Эти два эпизода «страшного», не комического мира в силу многих особенностей признаются исследователями наиболее подозрительными в последней книге, степень аутентичности которой остается еще спорной. Стоит их сравнить с эпизодом острова Звонящего, наиболее близким к сатире среди всех остальных эпизодов, чтобы заметить интересующее нас отличие пантагрюэльского смеха. На острове Звонящем резко разоблачительный антиклерикальный гротеск сохраняет еще в фантастике черты раблезианского смеха. Путешественники забавляются, наблюдая «пернатых» туземцев, изучая местные нравы, «страшные-престрашные посты» (Рабле в описании постов пользуется реализованными метафорами) и беседуя с местным сторожем. В качестве «иностранцев» они (в том числе и брат Жан!) «впервые узнают» о повадках курьезных тварей. Они и злятся на откормленных, бесполезных птиц (Панург даже готов запустить в них камнем), и тут же шутят. Панург – в полном соответствии со своей ролью – рассказывает церковному сторожу притчу о жеребце и осле, один из самых совершенных образцов галльской народной иронии у Рабле, притчу, проникнутую чувством превосходства над тунеядцами монахами. В мире Пушистых Котов о шутках не может быть и речи. Язык путешественников буквально «скован» страхом: храбрый брат Жан возражает Цап-Царапу, «не разжимая губ» (своего рода ремарки «в сторону» как остаток «игрового» начала бывших пантагрюэльцев). По возвращении на корабль путешественников охватывает чувство гражданского негодования, и брат Жан предлагает тут же «освободить страну от тирании», но его никто не поддерживает: и герои и их враги уже не те, что в войнах с Пикрохолем и Анархом, над которыми победы одерживались шутя. Наконец, если в этих эпизодах сравнить фигуры фона, различия не менее показательны. Церковный сторож острова Звонящего – «славный старичок, лысый, румяный, багроволицый», гостеприимный, лукаво добродушный и язвительный в пояснениях – колоритный раблезианский персонаж в духе судьи Бридуа, переходный образ от брата Жана к уродливым птицам; тогда как нищий с паперти судилища, олицетворение ограбленного народа, антагонистически противопоставлен Пушистым Котам. Речи его проникнуты страстным негодованием и безмерным отчаянием. Светотень добра и зла здесь резкая, комически колоритные переходные образы в этой юдоли плача были бы неуместны.

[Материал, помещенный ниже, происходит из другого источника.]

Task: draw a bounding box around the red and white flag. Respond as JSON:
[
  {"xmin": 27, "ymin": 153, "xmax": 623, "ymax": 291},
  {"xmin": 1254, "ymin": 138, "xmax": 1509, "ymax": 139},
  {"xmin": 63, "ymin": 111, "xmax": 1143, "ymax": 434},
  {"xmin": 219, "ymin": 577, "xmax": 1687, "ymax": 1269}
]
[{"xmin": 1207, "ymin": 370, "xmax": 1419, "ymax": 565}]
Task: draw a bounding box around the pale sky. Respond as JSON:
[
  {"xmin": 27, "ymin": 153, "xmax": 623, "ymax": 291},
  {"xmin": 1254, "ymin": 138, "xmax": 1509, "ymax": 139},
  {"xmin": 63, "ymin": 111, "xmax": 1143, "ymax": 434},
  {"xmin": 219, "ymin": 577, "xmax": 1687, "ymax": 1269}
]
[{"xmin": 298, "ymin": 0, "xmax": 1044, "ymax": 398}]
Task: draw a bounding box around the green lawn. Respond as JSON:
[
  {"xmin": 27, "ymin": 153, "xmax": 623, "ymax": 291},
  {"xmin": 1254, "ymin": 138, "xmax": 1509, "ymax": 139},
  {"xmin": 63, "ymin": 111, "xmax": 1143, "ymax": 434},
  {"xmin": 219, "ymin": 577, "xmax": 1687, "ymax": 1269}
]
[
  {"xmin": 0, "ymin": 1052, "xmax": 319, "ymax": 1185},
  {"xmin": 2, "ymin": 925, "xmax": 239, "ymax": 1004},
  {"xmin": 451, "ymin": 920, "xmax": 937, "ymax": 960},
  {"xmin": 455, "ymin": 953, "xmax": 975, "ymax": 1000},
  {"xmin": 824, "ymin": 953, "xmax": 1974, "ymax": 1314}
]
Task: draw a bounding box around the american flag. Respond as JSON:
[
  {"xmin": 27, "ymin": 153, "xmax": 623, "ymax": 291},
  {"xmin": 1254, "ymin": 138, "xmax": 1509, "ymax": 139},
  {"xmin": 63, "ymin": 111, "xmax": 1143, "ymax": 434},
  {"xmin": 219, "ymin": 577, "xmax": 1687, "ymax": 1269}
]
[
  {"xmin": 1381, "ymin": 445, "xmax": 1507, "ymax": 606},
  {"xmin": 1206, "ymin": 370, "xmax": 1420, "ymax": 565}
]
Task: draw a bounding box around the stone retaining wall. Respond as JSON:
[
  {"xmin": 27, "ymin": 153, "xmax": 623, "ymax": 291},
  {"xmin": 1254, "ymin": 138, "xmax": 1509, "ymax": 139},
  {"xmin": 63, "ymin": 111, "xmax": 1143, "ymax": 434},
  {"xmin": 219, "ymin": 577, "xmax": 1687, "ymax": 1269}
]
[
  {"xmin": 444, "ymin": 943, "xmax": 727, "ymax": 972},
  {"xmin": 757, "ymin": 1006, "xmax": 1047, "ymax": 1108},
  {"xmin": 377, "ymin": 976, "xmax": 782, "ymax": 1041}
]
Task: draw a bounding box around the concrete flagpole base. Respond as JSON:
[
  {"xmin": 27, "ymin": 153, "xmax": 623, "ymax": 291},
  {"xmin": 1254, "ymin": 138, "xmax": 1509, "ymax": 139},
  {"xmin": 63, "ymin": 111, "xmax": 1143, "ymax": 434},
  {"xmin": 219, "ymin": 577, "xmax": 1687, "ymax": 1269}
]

Независимо от характера вмешательства чужой руки, от того, являются ли эпизоды о Пушистых Котах и Апедевтах, а также некоторые фразы в других главах[78] Пятой книги, интерполяцией неизвестного талантливого сатирика, или он лишь переработал оставшиеся от Рабле материалы, – несомненно, что эти два эпизода только оттеняют своеобразие комического «Гаргантюа и Пантагрюэля» в целом. Разумеется, в произведении, создававшемся на протяжении двадцати лет, заметно развиваются идеи, образы и художественный метод Рабле, изменяется и тон его смеха, но в пределах четкого и своеобразного «раблезианского» качества. Смех Рабле, эволюционируя, остается внутренне законченным, как и образы Пантагрюэля и Панурга. Лишь там, где бледнеет или исчезает пантагрюэльское чувство жизни – и со сцены уходит сам Пантагрюэль! – тускнеет, пропадает и характерный колорит раблезианского смеха.
Автор «полных пантагрюэлизма книг» отличается от таких писателей, как, например, Диккенс, у которого в пределах одного романа часто совмещаются различные жанры искусства комического (забавное, юмор, сатира) и даже не комического (трогательное, элегическое, патетическое). В «Гаргантюа и Пантагрюэле» поэзия совпадает с комическим. Там, где Рабле не смеется, он высказывает интересные мысли, обнаруживает во вкусе времени огромную эрудицию, блистает эпистолярным или ораторским искусством, но он не поэт. Смех господствует в этом «комическом эпосе» – и смех определенного жанра, в целом довольно далекого от норм сатиры.
Но это и не юмор. В эту рубрику комического никак не войдет смех Рабле над старым педантом Тубалом Олоферном или магистром Ианотусом, над феодальными зубрами Пикрохолем и Анархом, над щеголем-лимузинцем, коверкающим французский язык, или самодовольным Дендено из эпизода «Панургова стада», над папефигами, папоманами, кляузниками, ханжами – над всем многообразным миром противоестественного. К сложному тону юмора, где смех обычно витает между веселым и грустным настроением, Рабле ближе всего подходит в истории Грангузье да еще, пожалуй, в последнем эпизоде Пятой книги. В сказочной идиллии о добром и мирном короле, который, греясь у камина, рассказывает домочадцам, в том числе и мэтру Алькофрибасу Назье, про доброе старое время и за этими занятиями получает известие о нависшей грозной опасности, о неприятеле, вторгшемся в его владения, – опоэтизированы «добрые старые времена» и патриархальное прошлое (в основу эпизода легли воспоминания автора о своем детстве, проведенном на ферме дедушки). Отсюда и оттенок умиления, часто присущий юмору, но исключительный для смеха Рабле. В описаниях символической мозаики храма Истины, где изображены подвиги Бахуса, который завоевывает Индию, предавая страну огню и мечу, есть налет грусти. Жрица Бакбук в этом эпизоде замечает, что слово «сак» (как и «тринк») понятно всем народам, ибо все люди рождаются с мешком на шее, природой обречены на страдание и просят милостыню друг у друга. Первая книга («Гаргантюа») заканчивается «Пророческой загадкой»: «ближайшей осенью или зимой» настанут мрачные времена, исчезнет веселье и радость, страну охватит смута, и лишь затем воцарится на земле рай. Рабле здесь как бы защищает свой исторический оптимизм от упреков в прекраснодушии: предсказания о грядущих бедах следуют за описанием Телемского аббатства. Впрочем, брат Жан тут же, пользуясь любимым у Рабле комизмом полисемии, истолковывает пророчество как описание «игры в мяч», – шутовская концовка Первой книги.